Sunday, February 24, 2013

The Smiling Mr.Abe

     Japan's PM, Mr.Abe Shinzo, currently of Abenomics fame, has just gone through a meeting with Mr.Obama at the White House, their first ever meeting.  This writer was amused, as well as unhappy, to see a couple of photos which appeared in today's morning paper.  In both of them Abe is together with Obama, and in both of them Abe is smiling(whether Obama is also smiling or not does not matter here).  It is the peculiar way he is smiling that has caught my attention.  I have never seen him smiling this way while he is in Japan, his own country, and is facing his own people.  It is difficult to characterize this smile.  Naive?  Yes, but here is more than that, and in that sense it is different from the proverbial 'Japanese smile'.  Disarmed?  Well, near.  Without armour?  Better, because he is not showing any tension on his face at all.  Of course there are people who usually appear to be at home, showing little tension on the face or on the body.  But this is different.  This smile shows that it is as if Abe has unburdened all his worries.  We say "Look for a big tree if you need a shelter", and Obama is that shelter here.  Abe is not only politically and diplomatically but psychologically leaning on him.  As if Obama is his boss.
     I am not at all happy to write this way.  But this is not something new, and that is the point.  I have seen at least several former Japanese PMs smiling this way when they were with US Presidents.  It shows the unfortunate tradition, built up over the decades between the two countries, more under the American initiative, that Japan has become a US satellite.  The past PMs have tended to promise, or inform, the US Presidents of, things they have not seriously consulted their own people.  They have tended to be more at ease with the Presidents than at their home offices.  They must have felt more secure with the Presidents.  Does it mean our PMs are not in the habit of conversing with their own people?  And more keen on talking to the others?  Yes, that is so.  The honest photographs have again brought out these facts.  It is also a warning to the Presidents, his Secretaries, and his Ambassadors that it can be dangerous to take what our PMs tell them, and only that, at their face value.
     What are the results of the summit?  The TPP issue was supposed to be the bone of the contention.  But we are not sure if Abe has really contended against Obama.  The joint statement says briefly that with some exceptions all the tariffs will be lifted for the member countries.  Japan's business community is wholeheartedly in support of Japan's joining it.  The question is if we would still have the core of our agriculture in tact, which has already been damaged so much that we are self-supporting in agricultural products only to the extent of 39%.          
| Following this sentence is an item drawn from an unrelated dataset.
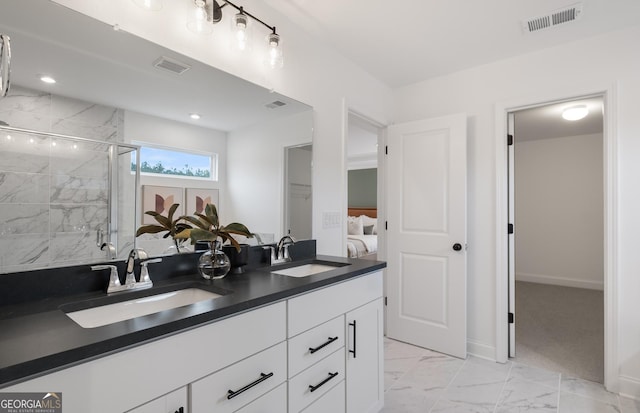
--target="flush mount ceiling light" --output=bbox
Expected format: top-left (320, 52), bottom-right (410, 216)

Tuesday, February 19, 2013

North Korea's Nuclear Test

     A week ago, on 12 February, DPRK(North Korea) conducted her third nuclear test, in clear violation of the joint declaration with South Korea in 1992 to denuclearize the whole of the Korean Peninsula, her own commitment at the six-power conference in 2005 to denuclearize herself, and several UN Security Council resolutions.
     The act was, presumably, to invite closer attention by the Western countries, particularly the US, to her position as a state to reckon with, including the recognition of the present regime based on the hereditary dictatorship of one family.  They would also like to be recognized as a nuclear power on a par with countries like India and Pakistan whose nuclear power status came to be accepted in the course of time since their nuclear explosion in 1998 without any international agreement.
     President Obama, in his State of the Union speech the next day-was the NK test intentionally conducted on the previous day?-did not say much about it.  It came up briefly after the Afghan question.  It was basically a domestic speech, although he said, to assure the American people, "We will maintain the best military the world has ever known".  But apparently there is a strong feeling of distrust and anxiety the world over as the result of the test.  The Security Council will come up with stronger sanctions sooner rather than later.
     This writer, however, has said more than once in these columns that it is wrong to apply stronger sanctions, and a Peace Treaty should be put in place as quickly as possible between Japan and DPRK, no matter what the US may choose to do.  That may go against the public opinion here, more so after the test.  Many would look at such a move as a surrender.  But what is the alternative?  The US forces are being reinforced under the name of keeping greater presence in East Asia.  China is beginning to behave as a military power.  Japan has increased the military budget for the new year 2013(April to March) by more than $ one billion.  The test comes on top of it all.
     We may easily condemn NK, but the matter does not end there.  China and NK should know that their behaviour in East Asia is actually strengthening the political Right in Japan who are, if anything, anti-Chinese and anti-Korean.  The two countries are supplying them with the best excuse possible.
     I have been astonished when both India and Pakistan have denounced the NK test.  How can they do this when their own nuclear arsenal is expanding?  The British PM is now in India and one of his aims is to sell weapons, if not nuclear ones, but nonetheless sophisticated and expensive ones.  He has been preceded by the French President.  May I, humbly, request India and Pakistan to put restraint on their armament?  I know, of course, that it will inevitably lead to the reexamination of the unequal character of the NPT.